I. OKUMA
HAZIRLIK
1. Biyografik filmleri izlemeyi sever misiniz? Bu filmlerin izleyiciye katkısı ne olabilir?
Severim. Çünkü bana önemli insanları tanıma şansı verir. Mesela çok ünlü bir bilim adamını ya da edebiyatçıyı anlatan filmi izlediğim o zaman o kişi hakkında çok değerli bilgiler edinilebilir. Bize böyle imkanlar sunulmaktadır bu filmlerle
2. Sporcu, yazar, ressam, müzisyen, iş adamı, sosyal girişimci vb. kişilerden hangisinin ya da hangilerinin hayatını okumak hoşunuza gider? Neden?
Özellikle ünlü yazarların, iş adamlarının başarı hikayelerini okumak hoşuma gider. Çünkü bana ilham verirler. Onların hayat karşısındaki zorlukları yenerek başarı basamaklarını çıkmalarını okumak bana ilham verir.
1. METİN
BEDRİ RAHMİ EYUBOĞLU (1913-1975)
Türk, ressam ve şair. Geleneksel süsleme ve halk el sanatlarından seçtiği motifleri yapıtlarında başarılı bir bireşim içinde kullanmıştır.
Görele’de doğdu, 21 Eylül 1975’te İstanbul’da öldü. Ailesinin beş çocuğundan ikincisidir.

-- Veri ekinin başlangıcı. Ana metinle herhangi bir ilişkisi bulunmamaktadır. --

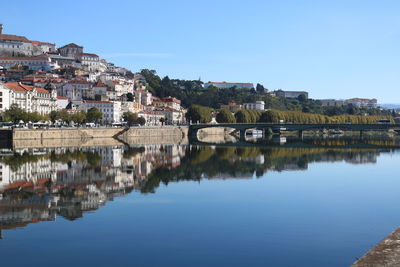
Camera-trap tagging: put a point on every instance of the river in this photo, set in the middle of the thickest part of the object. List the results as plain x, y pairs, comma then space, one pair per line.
311, 202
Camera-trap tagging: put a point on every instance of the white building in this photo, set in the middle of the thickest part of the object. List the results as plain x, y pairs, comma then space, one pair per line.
152, 117
62, 102
32, 99
71, 50
331, 103
143, 97
32, 63
224, 85
172, 116
4, 98
90, 61
111, 110
43, 47
14, 45
258, 105
291, 94
76, 89
362, 102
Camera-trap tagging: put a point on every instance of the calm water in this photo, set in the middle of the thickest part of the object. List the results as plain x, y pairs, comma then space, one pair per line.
320, 202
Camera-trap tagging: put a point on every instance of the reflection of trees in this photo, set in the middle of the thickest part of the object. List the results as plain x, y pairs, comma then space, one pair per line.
206, 162
16, 160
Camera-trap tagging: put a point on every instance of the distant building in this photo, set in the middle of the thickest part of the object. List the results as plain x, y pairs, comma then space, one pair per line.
152, 117
62, 102
232, 107
362, 102
4, 98
71, 50
32, 63
143, 97
331, 103
90, 61
258, 105
32, 99
111, 109
291, 94
14, 45
224, 85
76, 89
43, 47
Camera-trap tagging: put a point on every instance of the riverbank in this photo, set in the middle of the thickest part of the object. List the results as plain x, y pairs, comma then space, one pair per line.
77, 137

Trabzon Lisesinde okurken 1927’de bu okula resim öğretmeni olarak atanan Zeki Kocamemi’nin öğrencisi oldu. Onun derslerinin etkisi ve okul müdürünün özendirmesiyle 1929’da İstanbul Güzel Sanatlar Akademisine (Şimdi, Mimar Sinan Üniversitesi) girdi. Burada Nazmi Ziya ve İbrahim Çallı’nın öğrencisi oldu. 1930’da eğitimini bitirmeden, ağabey Sabahattin Eyuboğlu’nun yanına Paris’e gitti. Orada Andre Lhote’un yanında resim çalıştı. Daha sonra evleneceği Rumen asıllı eşi Eren Eyuboğlu ile de burada tanıştı.
Yurda döndükten sonra 1934’te D Grubu’nun dördüncü sergisine otuz resmiyle katıldı. İlk kişisel sergisini de aynı yıl Bükreş’te açtı. 1934’te katıldığı Akademi’nin diploma yarışmasında üçüncü oldu. Bu derece ile mezun olmak istemediği için bir yandan diploma yarışmasına yeniden hazırlanırken bir yandan da bir süre Çerkeş demiryolu yapımında çevirmenlik yaptı, Tekel Genel Müdürlüğünde çalıştı. 1936’daki diploma yarışmasında Hamam adlı kompozisyonuyla birinci oldu. Aynı yıl Moskova’da düzenlenen Çağdaş Türk Sanatı Sergisi’ne katıldı. 1937’de Cemal Tollu’yla birlikte Akademi’nin Resim Bölümü Şefi Leopold Levy’nin asistanı oldu. Bedri Rahmi, birçok ressamın katıldığı (…) kültür programı çerçevesinde resim yapmak için 1938’de Edirne’ye, 1941’de de Çorum’a gitti. Bu dönem resimlerinde köy manzaraları, köy kahveleri, faytonlu yollar, iğde dalı takmış gelinler gibi Anadolu’ya özgü görünümler egemendir.
1940’lardan sonra duvar resimlerine yöneldi. İlk duvar resmini 1943’te İstanbul’da, Ortaköy’deki (…) Yüzme Havuzu için yaptı. 1947’de İstanbul’da özel bir atölye ve galeri açtı. 1950’de Ankara’da sanatının o güne kadarki bütün dönemlerini kapsayan bir sergisi düzenlendi. Bedri Rahmi, aynı yıl bir kez daha Paris’e gitti ve İnsan Müzesinde (Musee de l’homme) ilkel kavimlerin sanatını inceledi. Bu İncelemeleri “güzel”in aynı zamanda “yararlı” da olabileceği, “yararlı” olmanın “güzel”in gücünü eksiltmeyeceği düşüncesine ulaşmasına yol açtı. Bu düşünce ise onun bundan sonraki sanat görüşünü tümüyle etkiledi, yönlendirdi.